1 Peter 1:17-23 — The apostle calls believers to live up to who they are
We are empowered to show the same love, which redeemed us, to others
17 Since you call on a Father who judges each person’s work impartially, live out your time as foreigners here in reverent fear.
“Since you call on a Father” – NASB “If you address as Father”, another way of saying ‘If you are a Christian’.
“Reverent fear” – respect for and deference to God; awe not terror.
18-19 For you know that it was not with perishable things such as silver or gold that you were redeemed from the empty way of life handed down to you from your ancestors, but with the precious blood of Christ, a lamb without blemish or defect.
“You were redeemed” – slaves could be released for a ransom; “redeem” meant buying back a prisoner of war. Here we are prisoners of sin and sin’s curse, but we cannot raise the price. Only God can ransom us by payment in the blood of His Son, the ultimate sacrificial lamb.
20-21 He was chosen before the creation of the world, but was revealed in these last times for your sake. Through Him you believe in God, who raised Him from the dead and glorified Him, and so your faith and hope are in God.
“He was chosen” – God planned redemption through His Son from the beginning of time. Both the law and the coming of Christ were part of His plan.
“These last times” – inaugurated by the coming of Jesus the Messiah and until His return.
22-23 Now that you have purified yourselves by obeying the truth so that you have sincere love for each other, love one another deeply, from the heart.
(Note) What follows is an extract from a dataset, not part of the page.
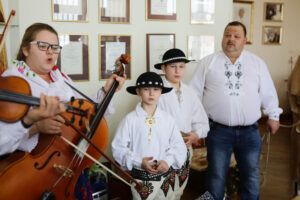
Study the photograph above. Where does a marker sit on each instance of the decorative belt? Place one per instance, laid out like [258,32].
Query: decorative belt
[235,127]
[145,176]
For you have been born again, not of perishable seed, but of imperishable, through the living and enduring word of God.
“For you have been born again” – Peter exhorts readers and hearers to ‘become what you are’. The evidence of becoming a Christian is the Holy Spirit’s transformation of character from within, hence “love from the heart”.
“Through the living… word of God” – God’s word is not magical but at the same time it has spiritual power, working in concert with the Holy Spirit.
To be “redeemed from the empty way of life” is by definition a release into new life, which is what happens when we face up to the truth about God and about ourselves, and know we have to do something about it – be born again spiritually. But is a new life that is not empty, but full – full of the awareness of God’s love for us, that redeemed us, undeserving as we were. The love that we experience, knowing God, is also the love that we give out. Any close relationship can bring friction as well as synergy. But knowing we are loved, is being able to love others, whatever is occurring.
What about God’s love for us is so special? How does His kind of love show up the gaps in our kind of love?
Lord God, we are so grateful that we can call on You as a loving and completely fair Father. And at this season of new life, new beginnings and new awareness of what Your Son Jesus has done for us, we thank you for the free choice we have. Once again we ask Jesus to take lordship of our lives so that we can believe in You, know Your love and security – and are free to share that love with others who need You. Amen.